Above him, patches of bound wires hung, supported by steal graders, too high up to reach even with jumping. He couldn’t make out the gap from which he had fallen, let alone glimpse the light that had protected him from the shadows. He rose to his feet and moved to the security booth for closer inspection.

Panels were torn from the desk. Electronic surfaces had wires cut, and tools strewn about on the desk and floor. A corpse, dead so long it lacked the stench of decay, had settled in a corner, hunched over. His grey uniform was pristine, untouched by the odd neglected state of everything that surrounded him. Next to the guard, a metal blue door hung ajar, promising enough room to allow for one person to squeeze through to claim its hidden stores. It all looked familiar.
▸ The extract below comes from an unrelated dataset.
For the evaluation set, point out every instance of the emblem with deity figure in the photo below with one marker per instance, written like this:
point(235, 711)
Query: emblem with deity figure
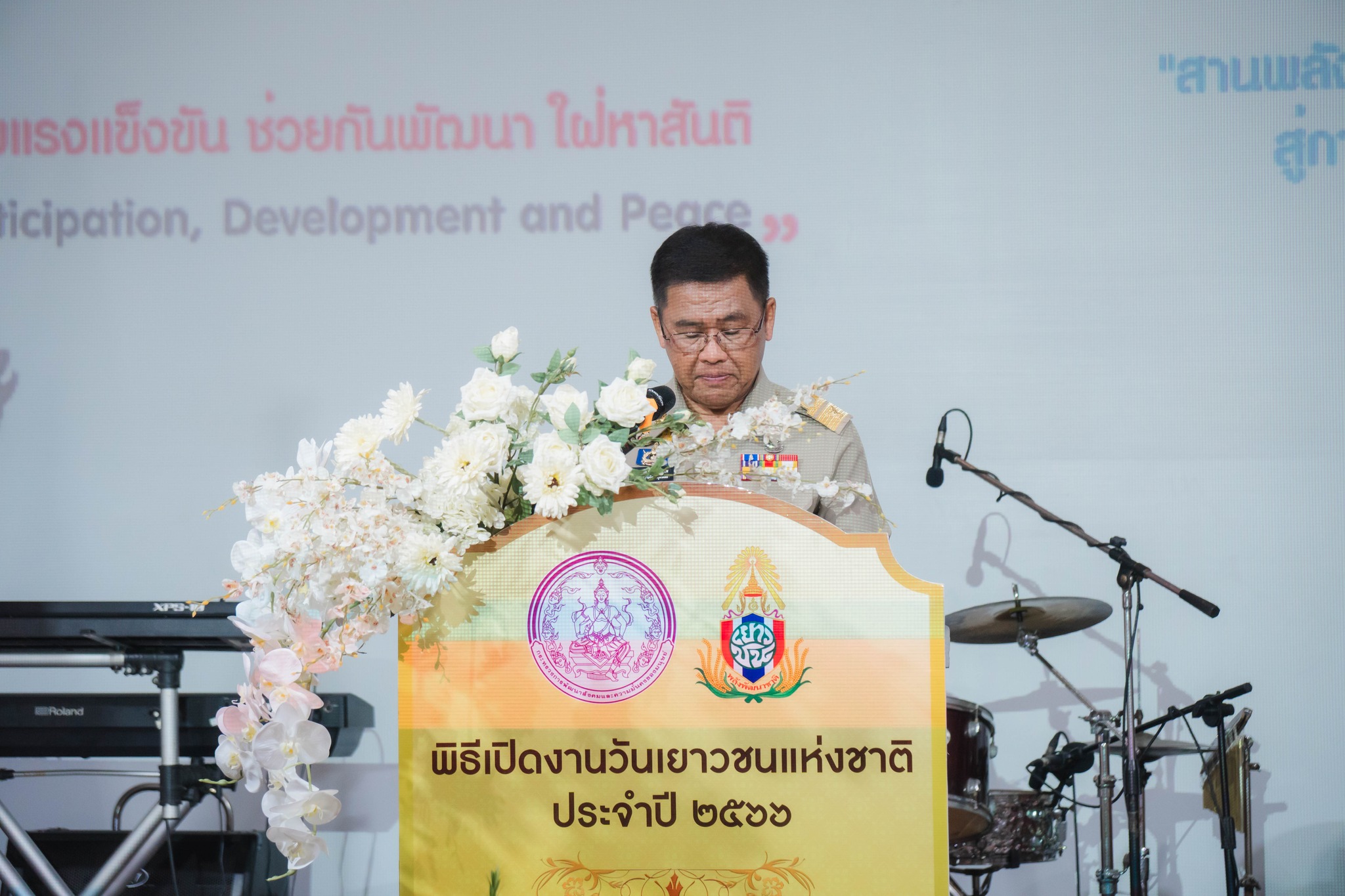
point(602, 626)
A large orange B2 was painted on the wall. Like the security guard, it too lacked the neglected state that saturated the area. Something was slowly eating away at the program. Was it losing power? Oh god, did Astral find the source? Is she fighting it now? Even in his panic, those questions rang hallow. His worry ran deeper as though he recognized the signs of something far worse, but lacked the experience to understand its implications.

B2. He assumed that he had fallen from B1. He couldn’t decide if traveling downward was a setback. Progress measured in floors set in a digital platform was an arbitrary pursuit. His target was real. Everything else was an illusion designed to keep him from stopping her.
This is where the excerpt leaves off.